The Unix C Shell was modified to record users' input, and data was gathered from a DEC VAX 11-780 running UNIX 4.2 BSD and UNIX 4.3 BSD. This data from the Unix C Shell was combined with accounting data and post-processed to create clean formatted data for easy analysis. The resulting post-processed data was analyzed to determine users' usage patterns.

The post-processed data is useful because each record contains a large quantity of information, including the entire command line. Previous studies have recorded command frequency patterns, but have not recorded entire command lines. In addition, the formatted post-processed data will make future analysis relatively easy.

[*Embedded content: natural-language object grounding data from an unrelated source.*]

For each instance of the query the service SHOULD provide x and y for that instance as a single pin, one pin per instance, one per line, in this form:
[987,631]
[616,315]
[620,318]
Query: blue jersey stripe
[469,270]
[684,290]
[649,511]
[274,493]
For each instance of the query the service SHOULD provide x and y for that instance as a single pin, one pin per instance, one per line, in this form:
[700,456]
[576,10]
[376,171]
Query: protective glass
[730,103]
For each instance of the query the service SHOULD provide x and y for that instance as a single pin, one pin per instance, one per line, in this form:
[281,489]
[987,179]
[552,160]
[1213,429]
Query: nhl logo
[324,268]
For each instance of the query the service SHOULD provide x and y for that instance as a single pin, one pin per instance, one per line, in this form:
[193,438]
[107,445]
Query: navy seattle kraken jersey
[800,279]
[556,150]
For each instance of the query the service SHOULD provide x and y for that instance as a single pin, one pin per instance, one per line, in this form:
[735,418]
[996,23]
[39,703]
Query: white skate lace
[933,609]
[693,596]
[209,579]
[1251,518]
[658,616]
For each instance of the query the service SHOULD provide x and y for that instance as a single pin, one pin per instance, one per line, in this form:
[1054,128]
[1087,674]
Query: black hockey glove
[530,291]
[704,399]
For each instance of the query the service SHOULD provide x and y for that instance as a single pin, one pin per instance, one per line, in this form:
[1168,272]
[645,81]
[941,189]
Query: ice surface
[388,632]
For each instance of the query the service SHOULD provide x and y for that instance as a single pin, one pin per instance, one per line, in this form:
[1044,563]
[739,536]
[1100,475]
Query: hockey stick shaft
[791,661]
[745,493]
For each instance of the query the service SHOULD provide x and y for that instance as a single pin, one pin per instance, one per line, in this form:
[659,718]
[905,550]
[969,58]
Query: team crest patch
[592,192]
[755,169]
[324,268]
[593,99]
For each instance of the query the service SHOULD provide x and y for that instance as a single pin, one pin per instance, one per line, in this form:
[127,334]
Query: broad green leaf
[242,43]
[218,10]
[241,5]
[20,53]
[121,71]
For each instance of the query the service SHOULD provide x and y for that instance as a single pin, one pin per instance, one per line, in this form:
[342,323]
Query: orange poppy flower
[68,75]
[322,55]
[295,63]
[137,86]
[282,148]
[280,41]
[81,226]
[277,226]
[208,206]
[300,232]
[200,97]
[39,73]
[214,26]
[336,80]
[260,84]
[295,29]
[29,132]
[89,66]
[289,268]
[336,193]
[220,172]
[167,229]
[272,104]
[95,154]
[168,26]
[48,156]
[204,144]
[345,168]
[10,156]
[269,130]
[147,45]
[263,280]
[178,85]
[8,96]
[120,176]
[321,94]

Analysis results will provide useful data for designers of future command interfaces, and they may suggest improvements to the Unix C Shell. The analyses completed to date have shown that a few commands account for the vast majority of the data. In most cases, usage patterns are relatively simple. The average user only uses about one-fifth of all commands, and the vast majority of all command lines contain only one command. Users, however, often alter their environment by using aliases.

In many cases, analysis produced predictable results. Users often execute commands in the background that use a relatively large amount of CPU time. Certain complex features are very seldom used. Programmers and graduate students tend to have more complex usage patterns than secretaries.

One surprising result was that almost 30 per cent of all the data was generated by system command files. The daemon program generated 28.4% of all commands. This result, however, is probably a unique characteristic of the machine used for data collection, and is not characteristic of typical C Shell use.